The New York Times published a Christmas Eve expose of Goldman Sachs's so-called "Abacus" synthetic collateralized debt obligations (CDOs). They were created with credit derivatives instead of cash securities. Goldman used credit derivatives to create short bets that gain in value when CDOs lose value. Goldman did this for both protection and profit and marketed the idea to hedge funds.
Goldman responded to the New York Times saying many of these deals were the result of demand from investing clients seeking long exposure. In an earlier Huffington Post article, I wrote about Goldman's key role in the AIG crisis; it traded or originated $33 billion of AIG's $80 billion CDOs. AIG was long the majority of six of Goldman's Abacus deals. These value-destroying CDOs were stuffed with BBB-rated (the lowest "investment grade" rating) portions of other deals. These BBB-rated portions were overrated from the start. Many of them eventually exploded like firecrackers.
Goldman said it suffered losses due to the deterioration of the housing market and disclosed $1.7 billion in residential mortgage exposure write-downs in 2008. These losses would have been substantially higher had it not hedged. Goldman describes its activities as prudent risk management. Many Wall Street firms wound up taking losses. The question is, however, how did they manage to get through a couple of bonus cycles without taking accounting losses while showing "profits?"
The answer is that they sold a lot of "hot air" disguised as valuable securities. Goldman claims this was prudent risk management. In reality, Goldman created products that it knew or should have known were overrated and overpriced.

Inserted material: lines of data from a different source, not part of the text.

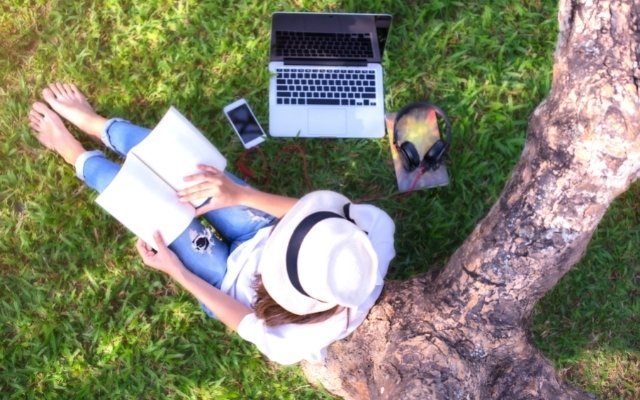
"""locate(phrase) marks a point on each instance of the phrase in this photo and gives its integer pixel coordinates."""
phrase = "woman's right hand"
(213, 184)
(162, 259)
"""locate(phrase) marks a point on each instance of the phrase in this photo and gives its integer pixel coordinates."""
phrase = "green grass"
(81, 317)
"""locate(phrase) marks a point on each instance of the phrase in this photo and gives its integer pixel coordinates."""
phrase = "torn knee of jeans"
(201, 241)
(255, 217)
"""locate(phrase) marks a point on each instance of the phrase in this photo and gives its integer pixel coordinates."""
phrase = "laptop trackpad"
(327, 121)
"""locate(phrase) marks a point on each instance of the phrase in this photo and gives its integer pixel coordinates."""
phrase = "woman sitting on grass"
(291, 276)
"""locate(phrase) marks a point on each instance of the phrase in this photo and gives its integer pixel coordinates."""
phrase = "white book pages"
(174, 149)
(144, 203)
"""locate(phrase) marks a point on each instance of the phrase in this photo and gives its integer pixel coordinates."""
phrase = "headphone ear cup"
(434, 155)
(409, 156)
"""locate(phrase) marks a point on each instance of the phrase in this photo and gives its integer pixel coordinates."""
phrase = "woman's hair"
(273, 314)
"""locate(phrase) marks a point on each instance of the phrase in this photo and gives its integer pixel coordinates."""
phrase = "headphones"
(409, 154)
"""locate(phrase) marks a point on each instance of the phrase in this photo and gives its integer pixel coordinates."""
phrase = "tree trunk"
(463, 334)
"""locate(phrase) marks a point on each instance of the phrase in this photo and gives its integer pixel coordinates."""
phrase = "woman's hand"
(214, 184)
(163, 259)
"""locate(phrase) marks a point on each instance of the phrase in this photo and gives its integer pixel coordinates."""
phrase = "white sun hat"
(317, 257)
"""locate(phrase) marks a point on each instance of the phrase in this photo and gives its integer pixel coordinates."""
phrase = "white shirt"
(290, 343)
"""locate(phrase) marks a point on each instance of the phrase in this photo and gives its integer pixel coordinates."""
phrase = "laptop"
(326, 75)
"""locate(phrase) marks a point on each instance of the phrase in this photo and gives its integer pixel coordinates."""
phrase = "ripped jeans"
(200, 250)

If Wall Street had not manufactured value-destroying securities and related credit derivatives, the money supply for bad loans would have been choked off years earlier. Instead, Wall Street was chiefly responsible for the "financial innovation" that did massive damage to the U.S. economy.

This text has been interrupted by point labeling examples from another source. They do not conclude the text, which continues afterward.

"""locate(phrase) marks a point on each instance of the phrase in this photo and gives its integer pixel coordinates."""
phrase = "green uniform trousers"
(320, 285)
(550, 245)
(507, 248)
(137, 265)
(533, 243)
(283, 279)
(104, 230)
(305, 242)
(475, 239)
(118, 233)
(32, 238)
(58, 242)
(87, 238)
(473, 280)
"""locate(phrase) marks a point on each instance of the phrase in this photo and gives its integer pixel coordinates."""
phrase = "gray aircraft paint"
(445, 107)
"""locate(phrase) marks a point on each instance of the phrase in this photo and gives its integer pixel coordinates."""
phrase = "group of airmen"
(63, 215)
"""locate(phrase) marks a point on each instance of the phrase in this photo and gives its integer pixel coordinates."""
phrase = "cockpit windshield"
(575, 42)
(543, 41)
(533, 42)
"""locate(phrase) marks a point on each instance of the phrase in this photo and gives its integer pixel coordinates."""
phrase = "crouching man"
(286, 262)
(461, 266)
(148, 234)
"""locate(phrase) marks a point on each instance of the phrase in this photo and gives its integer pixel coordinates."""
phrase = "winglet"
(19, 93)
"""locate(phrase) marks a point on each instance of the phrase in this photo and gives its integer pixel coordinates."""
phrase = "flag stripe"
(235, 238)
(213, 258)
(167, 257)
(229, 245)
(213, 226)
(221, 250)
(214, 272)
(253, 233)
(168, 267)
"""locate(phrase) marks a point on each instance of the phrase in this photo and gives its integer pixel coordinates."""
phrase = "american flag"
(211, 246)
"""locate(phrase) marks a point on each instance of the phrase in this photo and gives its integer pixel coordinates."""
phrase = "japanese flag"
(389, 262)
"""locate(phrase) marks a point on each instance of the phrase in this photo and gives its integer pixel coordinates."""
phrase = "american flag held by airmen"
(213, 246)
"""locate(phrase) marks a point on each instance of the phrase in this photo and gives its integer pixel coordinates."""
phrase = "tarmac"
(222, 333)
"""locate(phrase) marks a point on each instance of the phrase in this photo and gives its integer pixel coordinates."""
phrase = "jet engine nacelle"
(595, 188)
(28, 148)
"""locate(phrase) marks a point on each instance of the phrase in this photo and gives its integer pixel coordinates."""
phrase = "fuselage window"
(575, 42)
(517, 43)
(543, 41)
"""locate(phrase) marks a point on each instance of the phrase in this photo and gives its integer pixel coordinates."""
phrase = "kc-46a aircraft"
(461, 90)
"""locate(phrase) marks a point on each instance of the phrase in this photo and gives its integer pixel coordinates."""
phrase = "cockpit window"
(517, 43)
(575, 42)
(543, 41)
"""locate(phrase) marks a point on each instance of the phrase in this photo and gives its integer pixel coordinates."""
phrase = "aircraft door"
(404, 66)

Earlier, Goldman denied it could have known this was a problem, yet acknowledged I had warned about the grave risks at the time. If Goldman wants to stick to its story that it didn't know the gun was loaded, then it is not in the public interest to rely on Goldman's opinion about the greater risk it now poses to the global markets.
Goldman excuses its participation by saying its counterparties were sophisticated and had the resources to do their own research. This is a fair point if Goldman were defending itself in a lawsuit with a sophisticated investor trying to recover damages. It is not a valid point when discussing public funds that were used to bail out AIG, Goldman, and Goldman's "customers."
Goldman claims the portfolios were fully disclosed to its customers. Yet at the time of the AIG bailout, Goldman did not disclose the nature of its trades with AIG, and Goldman did not disclose these portfolios to the U.S. public. If it had, the public might have balked at the bailout.
The public is an unwilling majority owner in AIG, and public money was funneled directly to Goldman Sachs as a result of suspect activity. The circumstances of AIG's crisis were extraordinary and without precedent. I maintain that the public is owed reparations, and it would be fair to make all of AIG's counterparties buy back the CDOs at full price, and they can keep the discounted value themselves.
Some similar CDOs currently trade for less than a dime on the dollar in the secondary market. Goldman's trades amounted to more than $20 billion (albeit Goldman traded or originated $33 billion of AIG's $80 billion of this ilk). If Goldman wants to claim it was "only following orders" for customers, that is between Goldman and the hedge funds or other "customers" involved. Goldman can fight it out with them if it wants its money back.
Goldman's synthetic deals that are still on AIG's books can be settled at ten cents on the dollar. This is the value at which other bond insurers have settled similar deals. The excess money already paid to Goldman can used to pay down AIG's public debt.